Accommodations are changes to the instructional materials, procedures, or techniques that allow a student with a disability to participate meaningfully in grade level instruction. Accommodations are intended to reduce or even eliminate the effects of a student’s disability, but do not reduce learning expectations or the standards the student is expected to master. 

Examples:

  • Braille text
  • Oral administration
  • Shortened assignments (same TEKS)

Non-Examples:

  • Change TEKS verb (list rather than evaluate)
  • Colored pens
  • Alternative level of mastery

Modifications

Modifications are changes to the level of instruction provided or tested. They are practices and procedures that change the nature of the task or target skill. Modifications create a different standard as compared to the grade level standard for the student receiving the modification and change what the student is expected to master.

Examples:

  • Single step instead of multistep math problem
  • Reduce complexity
  • Alternative level of mastery

Non-Examples:

  • Preferential seating
  • Oral administration
  • Cooperative learning

Accommodations & Testing

There are some accommodations that are necessary to enable a student to access classroom instruction, but are not appropriate or allowed on state assessments.

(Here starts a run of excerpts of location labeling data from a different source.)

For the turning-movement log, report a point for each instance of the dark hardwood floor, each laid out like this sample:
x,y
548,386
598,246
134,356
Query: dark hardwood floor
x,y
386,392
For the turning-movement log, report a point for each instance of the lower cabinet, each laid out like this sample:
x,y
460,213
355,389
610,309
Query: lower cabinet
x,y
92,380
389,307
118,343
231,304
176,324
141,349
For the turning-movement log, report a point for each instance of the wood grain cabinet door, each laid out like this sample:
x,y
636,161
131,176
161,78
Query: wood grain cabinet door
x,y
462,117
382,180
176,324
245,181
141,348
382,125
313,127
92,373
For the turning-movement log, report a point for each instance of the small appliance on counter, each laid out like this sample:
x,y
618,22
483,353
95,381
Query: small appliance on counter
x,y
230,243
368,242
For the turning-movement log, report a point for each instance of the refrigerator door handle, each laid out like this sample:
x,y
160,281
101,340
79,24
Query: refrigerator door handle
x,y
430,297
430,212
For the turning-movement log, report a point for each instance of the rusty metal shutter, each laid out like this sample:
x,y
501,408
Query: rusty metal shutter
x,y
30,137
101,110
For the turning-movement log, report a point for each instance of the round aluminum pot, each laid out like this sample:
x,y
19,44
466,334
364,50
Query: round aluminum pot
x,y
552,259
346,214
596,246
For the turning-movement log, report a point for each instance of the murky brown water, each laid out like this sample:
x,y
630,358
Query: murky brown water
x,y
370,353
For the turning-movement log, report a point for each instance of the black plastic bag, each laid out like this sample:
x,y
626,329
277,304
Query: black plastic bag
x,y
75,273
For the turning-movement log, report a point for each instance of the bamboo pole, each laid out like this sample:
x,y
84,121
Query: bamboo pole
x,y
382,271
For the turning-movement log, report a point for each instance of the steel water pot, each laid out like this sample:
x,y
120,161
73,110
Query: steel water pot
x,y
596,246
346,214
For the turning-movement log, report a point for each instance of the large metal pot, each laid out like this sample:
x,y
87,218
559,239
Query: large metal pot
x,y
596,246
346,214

This is because they may affect the validity of the content and compromise the security of the sate assessment. For more information on accommodations and testing see the TEA Educator Guide to Accessibility within the STAAR Program. The 2018 Accessibility page on the TEA website includes a list of accessibility features and designated supports allowed on the 2018 STAAR tests. Decisions about testing accommodations are made by the appropriate committee or team and should consider the needs of the student as well as if the student is using the accommodation routinely, independently, and effectively in the classroom.